There is a possibility of following race with iomap during
writebck -

write_cache_pages()
  cache extent covering 0..1MB range
  write page at offset 0k
					truncate(file, 4k)
					  drops all relevant pages
					  frees fs blocks
					pwrite(file, 4k, 4k)
					  creates dirty page in the page cache
  writes page at offset 4k to a stale block

This race can happen because iomap_writepages() keeps a cached extent mapping
within struct iomap. While write_cache_pages() is going over each folio,
(can cache a large extent range), if a truncate happens in parallel on the
next folio followed by a buffered write to the same offset within the file,
this can change logical to physical offset of the cached iomap mapping.
That means, the cached iomap has now become stale.

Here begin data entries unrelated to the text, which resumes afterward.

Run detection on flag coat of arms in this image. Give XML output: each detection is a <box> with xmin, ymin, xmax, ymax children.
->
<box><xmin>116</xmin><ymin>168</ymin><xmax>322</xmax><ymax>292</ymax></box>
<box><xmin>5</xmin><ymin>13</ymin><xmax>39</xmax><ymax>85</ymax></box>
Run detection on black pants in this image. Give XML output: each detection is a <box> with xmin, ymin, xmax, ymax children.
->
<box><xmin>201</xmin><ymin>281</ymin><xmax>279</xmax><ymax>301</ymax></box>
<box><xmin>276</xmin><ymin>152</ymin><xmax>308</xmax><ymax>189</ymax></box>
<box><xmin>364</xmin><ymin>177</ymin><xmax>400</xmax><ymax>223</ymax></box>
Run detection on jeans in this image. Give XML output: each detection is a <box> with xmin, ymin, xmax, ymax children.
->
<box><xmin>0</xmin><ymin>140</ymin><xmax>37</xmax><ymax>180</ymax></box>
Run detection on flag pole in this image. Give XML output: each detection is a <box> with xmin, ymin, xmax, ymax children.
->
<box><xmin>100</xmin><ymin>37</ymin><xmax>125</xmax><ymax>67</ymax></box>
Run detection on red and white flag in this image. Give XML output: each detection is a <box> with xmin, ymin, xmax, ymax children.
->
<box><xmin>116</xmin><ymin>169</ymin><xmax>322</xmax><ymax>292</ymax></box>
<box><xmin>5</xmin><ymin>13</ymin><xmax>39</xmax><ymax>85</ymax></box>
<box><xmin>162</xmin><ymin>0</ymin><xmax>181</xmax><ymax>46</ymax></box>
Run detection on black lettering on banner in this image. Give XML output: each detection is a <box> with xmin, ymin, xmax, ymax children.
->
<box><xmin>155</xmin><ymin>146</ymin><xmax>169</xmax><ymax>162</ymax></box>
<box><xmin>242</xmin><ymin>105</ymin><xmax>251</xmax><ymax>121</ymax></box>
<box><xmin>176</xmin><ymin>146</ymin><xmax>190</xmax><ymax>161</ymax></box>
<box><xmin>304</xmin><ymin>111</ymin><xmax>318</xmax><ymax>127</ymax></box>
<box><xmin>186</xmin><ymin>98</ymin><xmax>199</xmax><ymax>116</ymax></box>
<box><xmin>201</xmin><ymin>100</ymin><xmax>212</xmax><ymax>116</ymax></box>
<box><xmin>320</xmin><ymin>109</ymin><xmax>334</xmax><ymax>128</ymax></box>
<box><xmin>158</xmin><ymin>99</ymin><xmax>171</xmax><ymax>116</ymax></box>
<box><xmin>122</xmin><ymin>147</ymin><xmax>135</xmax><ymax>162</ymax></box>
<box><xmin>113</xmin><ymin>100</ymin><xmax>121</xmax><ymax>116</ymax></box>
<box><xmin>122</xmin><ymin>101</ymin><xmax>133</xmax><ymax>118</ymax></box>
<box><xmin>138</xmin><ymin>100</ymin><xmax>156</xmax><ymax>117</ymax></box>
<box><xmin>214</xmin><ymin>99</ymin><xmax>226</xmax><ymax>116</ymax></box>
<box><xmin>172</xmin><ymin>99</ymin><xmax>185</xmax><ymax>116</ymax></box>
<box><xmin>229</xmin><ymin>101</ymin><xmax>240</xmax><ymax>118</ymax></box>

This patch implements the seq counter approach for revalidation of stale
iomap mappings. i_blkseq will get incremented for every block
allocation/free. Here is what we do -

For ext2 buffered-writes, the block allocation happens at the
->write_iter time itself. So at writeback time,
1. We first cache the i_blkseq.
2. Call ext2_get_blocks(, create = 0) to get the no. of blocks
   already allocated.
3. Call ext2_get_blocks() the second time with length to be same as
   the no. of blocks we know were already allocated.
4. Till now it means, the cached i_blkseq remains valid as no block
   allocation has happened yet.
This means the next call to ->map_blocks(), we can verify whether the
i_blkseq has raced with truncate or not. If not, then i_blkseq will
remain valid.

In case of a hole (could happen with mmaped writes), we only allocate
1 block at a time anyways. So even if the i_blkseq value changes right
after, we anyway need to allocate the next block in subsequent
->map_blocks() call.

Signed-off-by: Ritesh Harjani (IBM) <ritesh.list@gmail.com>
---
 fs/ext2/balloc.c |  1 +
 fs/ext2/ext2.h   |  6 +++++
 fs/ext2/inode.c  | 57 ++++++++++++++++++++++++++++++++++++++++++++----
 fs/ext2/super.c  |  2 +-
 4 files changed, 61 insertions(+), 5 deletions(-)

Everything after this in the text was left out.